Racehorse cardiovascular responses to incremental training intensity by sex of work-rider

During warm-up, heart rate (HR) for the racehorses in first recorded trot, according to sex of the rider, was: male, 131 ± 1.1 vs. female, 127 ± 1.1 beats/min, P = 0.02. During first canter, HR of the horses increased as expected, eliminating any difference by sex of the rider: male, 168 ± 1.4 vs. female, 166 ± 1.4 beats/min, P = 0.38 (Fig 3A and 3B).
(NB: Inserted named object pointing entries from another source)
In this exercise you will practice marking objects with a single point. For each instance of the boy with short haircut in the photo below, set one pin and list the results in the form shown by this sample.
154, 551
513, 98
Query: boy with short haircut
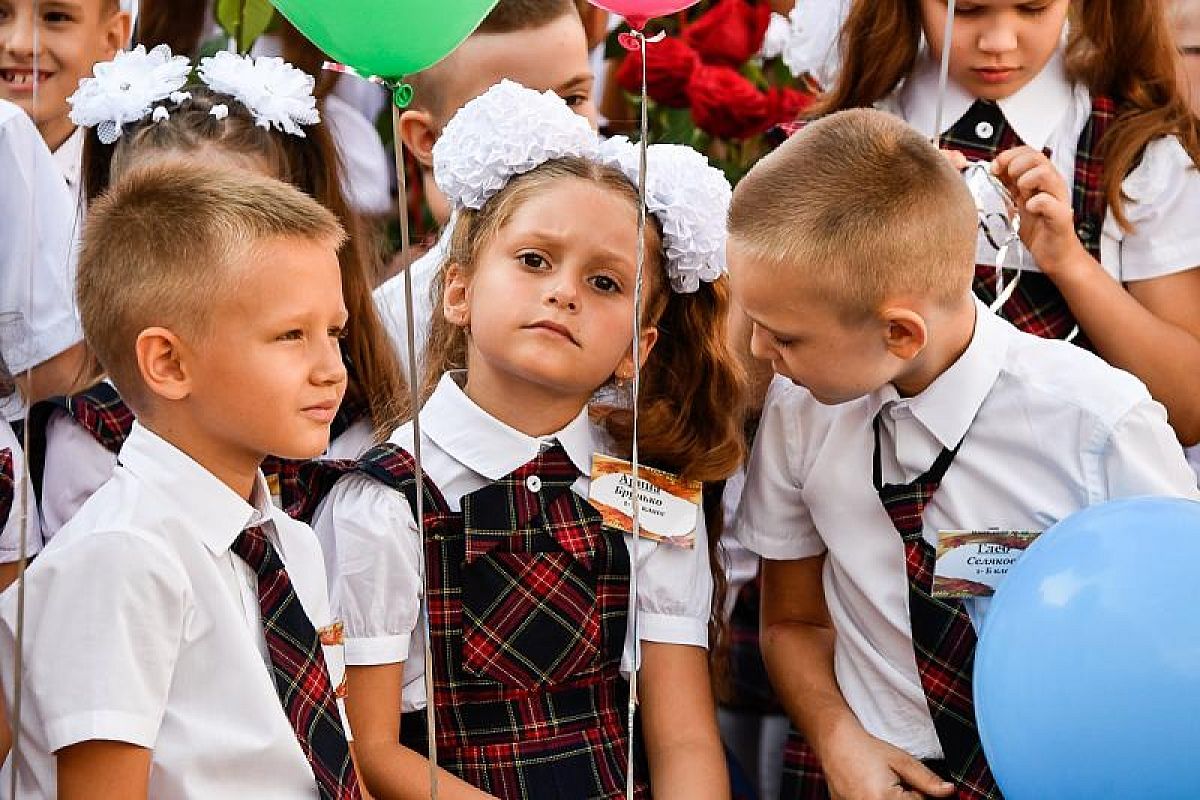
538, 43
63, 41
901, 408
172, 643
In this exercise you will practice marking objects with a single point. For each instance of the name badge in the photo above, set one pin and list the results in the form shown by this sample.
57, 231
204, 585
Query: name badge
667, 504
973, 563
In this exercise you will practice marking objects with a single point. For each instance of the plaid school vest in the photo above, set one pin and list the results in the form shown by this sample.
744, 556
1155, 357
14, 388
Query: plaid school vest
527, 596
1036, 306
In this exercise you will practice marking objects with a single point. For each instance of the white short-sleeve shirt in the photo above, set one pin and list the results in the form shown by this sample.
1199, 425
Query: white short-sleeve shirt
142, 626
372, 545
1047, 429
1050, 112
37, 217
23, 509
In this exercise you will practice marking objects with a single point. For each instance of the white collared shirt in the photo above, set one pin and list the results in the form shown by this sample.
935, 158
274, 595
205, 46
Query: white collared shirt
1050, 112
37, 314
394, 311
1047, 429
372, 543
23, 506
142, 626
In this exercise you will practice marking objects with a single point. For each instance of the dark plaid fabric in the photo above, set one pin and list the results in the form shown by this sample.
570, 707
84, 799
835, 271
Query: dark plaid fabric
7, 486
942, 635
298, 666
749, 685
803, 779
1036, 305
527, 596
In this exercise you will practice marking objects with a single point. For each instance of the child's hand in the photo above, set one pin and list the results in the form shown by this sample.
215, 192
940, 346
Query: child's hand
1048, 222
859, 767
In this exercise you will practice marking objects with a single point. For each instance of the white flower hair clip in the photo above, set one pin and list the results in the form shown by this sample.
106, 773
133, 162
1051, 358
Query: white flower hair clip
689, 197
510, 130
126, 89
504, 132
276, 94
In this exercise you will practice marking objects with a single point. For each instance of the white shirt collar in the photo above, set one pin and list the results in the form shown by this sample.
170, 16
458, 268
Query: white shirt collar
70, 157
487, 446
1035, 112
211, 509
949, 404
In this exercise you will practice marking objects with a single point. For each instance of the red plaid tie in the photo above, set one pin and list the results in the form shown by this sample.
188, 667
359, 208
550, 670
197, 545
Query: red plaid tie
7, 486
942, 635
298, 666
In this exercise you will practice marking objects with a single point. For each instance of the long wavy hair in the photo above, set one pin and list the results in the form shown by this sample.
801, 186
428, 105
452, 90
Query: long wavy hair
309, 163
690, 407
1116, 48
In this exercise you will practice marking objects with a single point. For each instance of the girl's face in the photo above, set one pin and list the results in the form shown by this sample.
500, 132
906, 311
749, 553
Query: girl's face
999, 46
551, 301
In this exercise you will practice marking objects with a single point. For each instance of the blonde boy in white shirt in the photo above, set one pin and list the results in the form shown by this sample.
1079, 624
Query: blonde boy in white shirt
156, 621
852, 250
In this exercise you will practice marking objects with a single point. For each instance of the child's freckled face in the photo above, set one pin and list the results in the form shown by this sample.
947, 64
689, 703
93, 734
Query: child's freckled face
269, 374
551, 300
999, 46
802, 336
64, 38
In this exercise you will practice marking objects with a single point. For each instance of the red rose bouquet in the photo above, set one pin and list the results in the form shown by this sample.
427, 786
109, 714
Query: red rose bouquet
709, 85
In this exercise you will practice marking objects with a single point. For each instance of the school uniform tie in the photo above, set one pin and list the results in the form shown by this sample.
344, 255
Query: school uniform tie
7, 486
298, 667
942, 635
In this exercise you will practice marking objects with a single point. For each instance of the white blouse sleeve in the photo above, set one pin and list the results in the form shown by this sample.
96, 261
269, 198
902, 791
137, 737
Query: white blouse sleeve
18, 510
1163, 209
372, 552
76, 465
773, 519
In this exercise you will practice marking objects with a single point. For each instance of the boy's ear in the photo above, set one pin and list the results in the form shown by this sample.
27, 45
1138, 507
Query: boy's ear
456, 296
624, 370
162, 364
418, 130
905, 334
117, 32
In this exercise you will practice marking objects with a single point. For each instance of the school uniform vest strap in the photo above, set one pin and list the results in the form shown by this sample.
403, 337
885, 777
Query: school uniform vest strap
942, 635
527, 596
1037, 306
298, 667
7, 486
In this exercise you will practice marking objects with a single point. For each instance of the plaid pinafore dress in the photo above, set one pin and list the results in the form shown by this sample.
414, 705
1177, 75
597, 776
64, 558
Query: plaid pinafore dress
527, 595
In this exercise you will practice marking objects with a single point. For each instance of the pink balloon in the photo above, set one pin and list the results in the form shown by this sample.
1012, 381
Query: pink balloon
639, 12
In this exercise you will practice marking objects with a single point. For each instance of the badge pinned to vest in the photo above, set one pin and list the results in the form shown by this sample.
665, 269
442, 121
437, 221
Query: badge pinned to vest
670, 505
973, 563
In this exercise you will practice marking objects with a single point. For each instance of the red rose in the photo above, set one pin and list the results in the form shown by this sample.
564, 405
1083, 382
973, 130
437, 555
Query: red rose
785, 104
669, 65
730, 32
726, 104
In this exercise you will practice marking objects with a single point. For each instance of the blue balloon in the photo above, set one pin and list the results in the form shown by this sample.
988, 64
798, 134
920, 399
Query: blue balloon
1087, 672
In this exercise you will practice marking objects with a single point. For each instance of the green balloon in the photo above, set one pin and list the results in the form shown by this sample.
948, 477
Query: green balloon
389, 38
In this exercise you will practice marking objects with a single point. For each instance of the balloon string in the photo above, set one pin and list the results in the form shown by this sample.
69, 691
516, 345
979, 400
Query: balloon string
415, 395
636, 527
943, 73
18, 659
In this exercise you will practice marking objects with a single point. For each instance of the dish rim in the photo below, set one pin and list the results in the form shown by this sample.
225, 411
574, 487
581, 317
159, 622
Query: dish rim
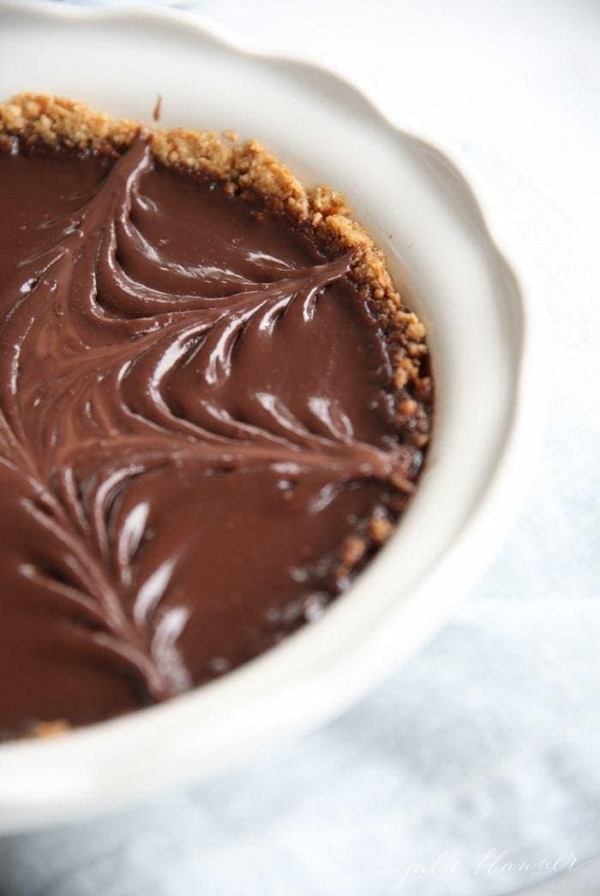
488, 521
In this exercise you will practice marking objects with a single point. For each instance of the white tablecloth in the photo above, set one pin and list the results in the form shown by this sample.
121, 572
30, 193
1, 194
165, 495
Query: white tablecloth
474, 770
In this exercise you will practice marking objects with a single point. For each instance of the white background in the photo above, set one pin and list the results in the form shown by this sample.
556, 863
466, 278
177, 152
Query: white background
474, 769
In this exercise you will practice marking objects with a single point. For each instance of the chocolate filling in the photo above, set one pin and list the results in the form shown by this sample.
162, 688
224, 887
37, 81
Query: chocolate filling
198, 427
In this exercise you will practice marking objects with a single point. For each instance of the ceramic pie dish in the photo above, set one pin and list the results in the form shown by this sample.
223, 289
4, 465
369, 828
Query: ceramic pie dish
444, 255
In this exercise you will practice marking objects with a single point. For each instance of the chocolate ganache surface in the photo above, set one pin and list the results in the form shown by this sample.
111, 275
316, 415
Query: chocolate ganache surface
199, 431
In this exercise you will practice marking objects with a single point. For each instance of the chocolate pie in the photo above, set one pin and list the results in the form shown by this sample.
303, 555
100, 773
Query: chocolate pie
214, 407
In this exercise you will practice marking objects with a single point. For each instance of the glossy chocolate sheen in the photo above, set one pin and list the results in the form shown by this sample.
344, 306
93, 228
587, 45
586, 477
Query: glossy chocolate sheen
196, 413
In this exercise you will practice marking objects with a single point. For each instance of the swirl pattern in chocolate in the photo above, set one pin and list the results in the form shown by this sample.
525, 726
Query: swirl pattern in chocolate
199, 431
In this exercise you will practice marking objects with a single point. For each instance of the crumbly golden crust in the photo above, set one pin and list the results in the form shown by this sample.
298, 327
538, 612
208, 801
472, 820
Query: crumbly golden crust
249, 168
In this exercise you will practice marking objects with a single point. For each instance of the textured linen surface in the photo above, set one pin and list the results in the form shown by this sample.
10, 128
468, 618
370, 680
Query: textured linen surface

Incorporating heart rate peak, which was not significantly different according to sex of the rider (Fig 3C), with recovery of racehorse heart rate (predominantly over the first 15min after the training session), through 30mins after then end of the session (i.e. the walk back to stables;) allows for the overall area-under-the-response-curve (AUC) to be calculated for the session or for overall recovery (Fig 3D). Over the period of greatest rate of recovery (i.e. to 15mins), the delta HR ([peakHR minus HR at 15mins]/15) appeared influenced by sex of the rider on turf, but not sand (Fig 3E and 3F). That is, for the relatively slower training sessions conducted on turf then horses appeared to recover faster with a male rider. Delta heart rate is primarily driven by the peak heart rate achieved, which itself is influenced by the training intensity. Therefore, this analysis, and the potential signal for an effect of sex of the rider was further drawn out in AUC analyses at 15min recovery (more influenced by peak HR) and from 15 to 30min recovery (less influenced by peak HR).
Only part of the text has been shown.